Basta lembrar que a Conab no início de 2009 fez uma projeção de exportação de 400 mil toneladas e importação de um milhão de toneladas com base em um quadro de oferta e demanda muito ajustado. Mas contrariando todas as expectativas, a balança comercial do arroz em janeiro de 2010 já estava superavitária antes mesmo do encerramento do ano agrícola.

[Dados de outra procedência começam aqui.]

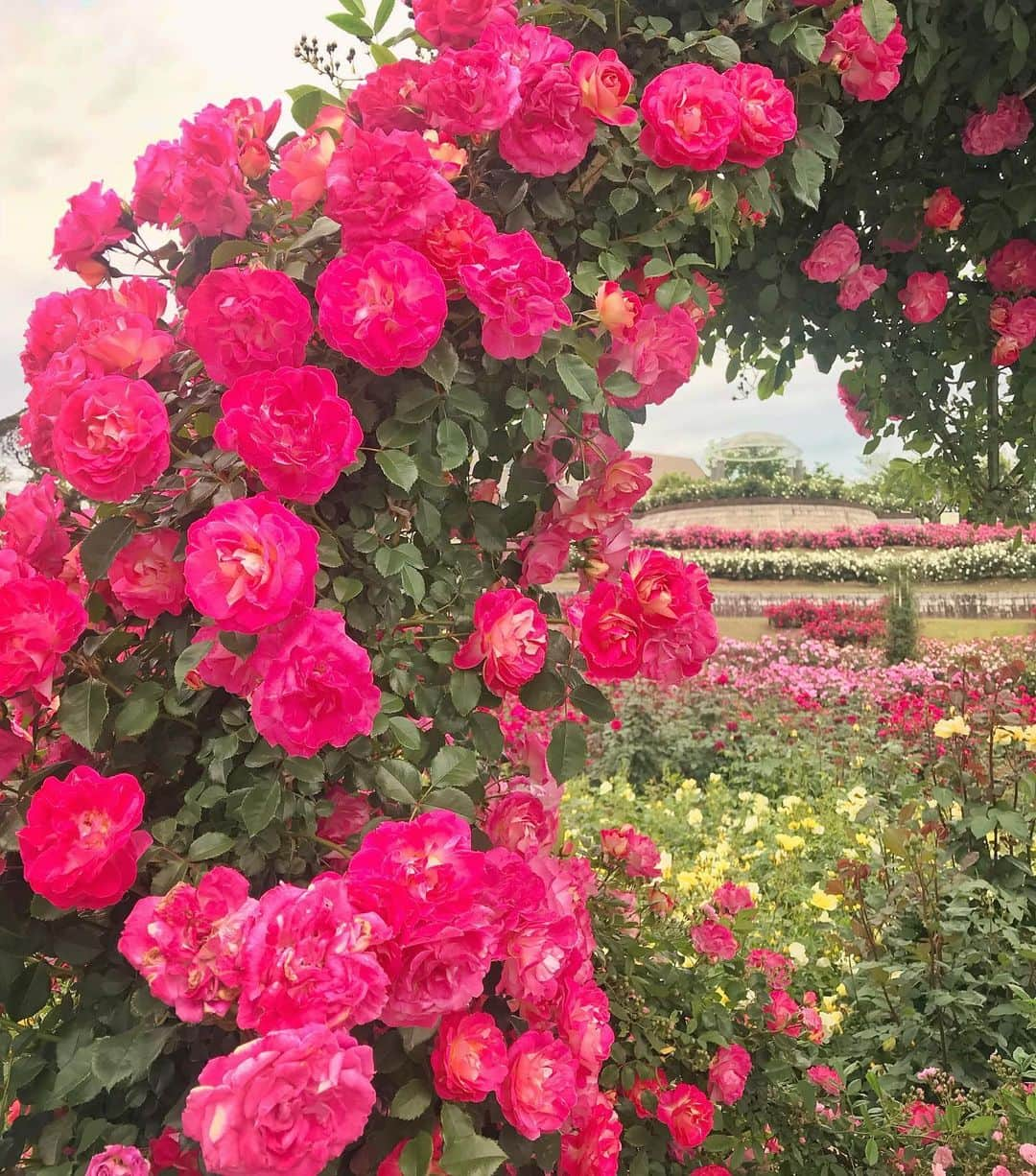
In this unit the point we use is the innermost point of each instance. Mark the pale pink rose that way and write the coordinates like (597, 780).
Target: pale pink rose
(552, 129)
(659, 352)
(308, 957)
(249, 562)
(112, 437)
(766, 114)
(470, 92)
(285, 1103)
(728, 1072)
(301, 176)
(118, 1160)
(691, 118)
(458, 22)
(293, 428)
(925, 296)
(604, 83)
(92, 223)
(384, 308)
(469, 1059)
(869, 69)
(835, 254)
(31, 526)
(540, 1089)
(509, 640)
(317, 688)
(520, 293)
(1005, 129)
(857, 288)
(243, 321)
(714, 940)
(146, 577)
(520, 822)
(187, 943)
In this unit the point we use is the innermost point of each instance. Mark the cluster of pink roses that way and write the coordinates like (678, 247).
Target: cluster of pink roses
(405, 936)
(836, 258)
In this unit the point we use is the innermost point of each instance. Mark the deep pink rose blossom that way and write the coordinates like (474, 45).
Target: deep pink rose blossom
(293, 428)
(80, 842)
(384, 308)
(285, 1103)
(249, 563)
(247, 320)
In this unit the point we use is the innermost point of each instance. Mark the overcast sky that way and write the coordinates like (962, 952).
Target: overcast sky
(86, 84)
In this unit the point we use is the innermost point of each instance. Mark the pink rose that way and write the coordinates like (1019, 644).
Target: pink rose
(925, 296)
(112, 437)
(187, 943)
(604, 83)
(687, 1113)
(539, 1093)
(728, 1072)
(766, 114)
(835, 254)
(92, 223)
(118, 1160)
(308, 958)
(470, 92)
(1005, 129)
(459, 239)
(857, 288)
(458, 24)
(552, 129)
(293, 428)
(469, 1060)
(31, 526)
(1011, 270)
(384, 308)
(659, 352)
(521, 823)
(145, 576)
(385, 187)
(287, 1103)
(714, 940)
(509, 640)
(249, 563)
(40, 620)
(520, 293)
(80, 842)
(943, 211)
(301, 176)
(869, 69)
(390, 99)
(247, 320)
(610, 635)
(318, 688)
(691, 118)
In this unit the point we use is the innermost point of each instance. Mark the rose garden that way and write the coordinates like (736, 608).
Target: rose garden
(375, 799)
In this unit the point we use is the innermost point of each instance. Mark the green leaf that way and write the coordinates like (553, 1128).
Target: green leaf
(577, 376)
(209, 844)
(135, 717)
(472, 1155)
(411, 1099)
(82, 712)
(397, 467)
(104, 542)
(567, 753)
(453, 766)
(879, 19)
(464, 691)
(260, 805)
(442, 363)
(451, 443)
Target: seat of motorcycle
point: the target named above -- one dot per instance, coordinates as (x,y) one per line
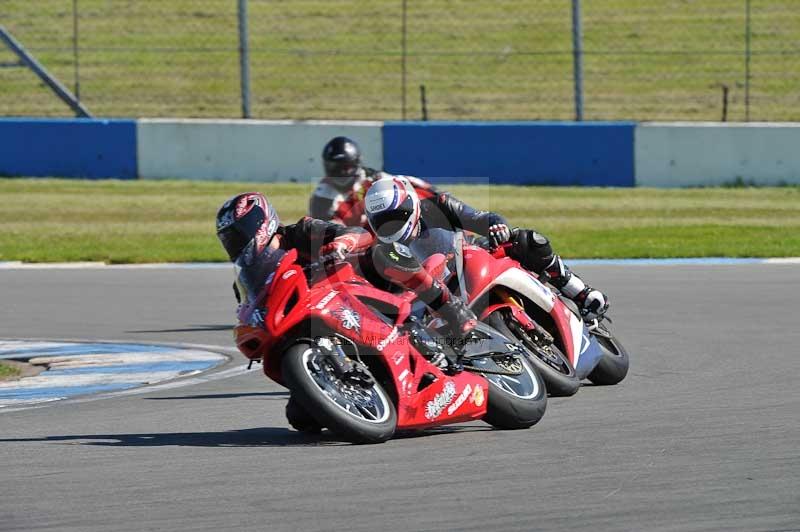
(436,265)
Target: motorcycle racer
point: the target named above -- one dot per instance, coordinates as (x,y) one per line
(249,229)
(402,219)
(339,195)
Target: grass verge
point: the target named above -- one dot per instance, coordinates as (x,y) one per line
(50,220)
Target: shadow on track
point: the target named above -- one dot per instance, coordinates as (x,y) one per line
(189,328)
(221,396)
(257,437)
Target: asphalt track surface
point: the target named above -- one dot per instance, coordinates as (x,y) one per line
(704,434)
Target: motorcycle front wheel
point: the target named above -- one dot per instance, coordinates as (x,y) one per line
(518,401)
(554,367)
(613,366)
(356,412)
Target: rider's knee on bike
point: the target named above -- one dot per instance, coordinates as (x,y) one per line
(534,252)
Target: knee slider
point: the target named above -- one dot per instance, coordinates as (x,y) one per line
(532,250)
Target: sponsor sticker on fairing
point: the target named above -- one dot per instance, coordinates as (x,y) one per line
(325,300)
(460,400)
(477,396)
(389,339)
(436,406)
(351,320)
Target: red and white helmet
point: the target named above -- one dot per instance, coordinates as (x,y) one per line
(393,209)
(245,220)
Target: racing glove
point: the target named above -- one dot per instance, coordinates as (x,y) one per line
(333,252)
(499,233)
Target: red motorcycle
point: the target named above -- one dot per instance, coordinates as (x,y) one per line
(513,301)
(358,360)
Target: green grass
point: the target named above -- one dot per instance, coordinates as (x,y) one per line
(479,59)
(8,372)
(45,220)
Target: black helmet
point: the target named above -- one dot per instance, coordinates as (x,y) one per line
(245,219)
(342,160)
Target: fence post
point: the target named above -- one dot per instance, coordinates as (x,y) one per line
(244,59)
(37,68)
(577,58)
(747,56)
(75,56)
(403,66)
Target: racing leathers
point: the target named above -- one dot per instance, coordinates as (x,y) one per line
(314,240)
(400,264)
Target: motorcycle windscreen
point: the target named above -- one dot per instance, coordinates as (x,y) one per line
(254,274)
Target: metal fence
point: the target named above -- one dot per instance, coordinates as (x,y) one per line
(409,59)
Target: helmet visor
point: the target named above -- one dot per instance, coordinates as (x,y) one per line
(238,234)
(255,275)
(342,168)
(390,222)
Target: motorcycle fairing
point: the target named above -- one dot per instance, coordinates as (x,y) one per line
(448,399)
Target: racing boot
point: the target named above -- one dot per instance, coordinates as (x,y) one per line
(591,302)
(460,319)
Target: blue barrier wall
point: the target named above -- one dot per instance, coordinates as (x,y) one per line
(530,153)
(68,148)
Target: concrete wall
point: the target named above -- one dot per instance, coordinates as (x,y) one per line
(68,148)
(246,150)
(711,154)
(522,153)
(554,153)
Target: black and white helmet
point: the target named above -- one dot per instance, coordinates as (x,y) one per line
(341,158)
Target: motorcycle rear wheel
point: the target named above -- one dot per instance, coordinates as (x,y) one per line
(357,414)
(299,418)
(613,366)
(554,367)
(516,402)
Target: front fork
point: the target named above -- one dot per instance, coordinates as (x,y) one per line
(517,309)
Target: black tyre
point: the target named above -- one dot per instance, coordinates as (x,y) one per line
(299,418)
(358,414)
(613,366)
(515,402)
(555,369)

Para o analista de mercado do Irga, Marco Tavares, o que precisa ser entendido é que neste mercado não existe uma visão de médio prazo em que se o quadro de oferta e demanda estiver muito ajustado a balança vai ficar no zero a zero. “O exportador olha o mercado que está no dia-a-dia, e neste aspecto o mercado é meio just in time. O pessoal não olha se depois vai ter arroz para comprar ou não, se vai ter que importar. Interessa é a oferta e a demanda física do produto naquele momento, desde que haja uma taxa de câmbio competitiva e tenha demanda e preços internacionais competitivos”, observa.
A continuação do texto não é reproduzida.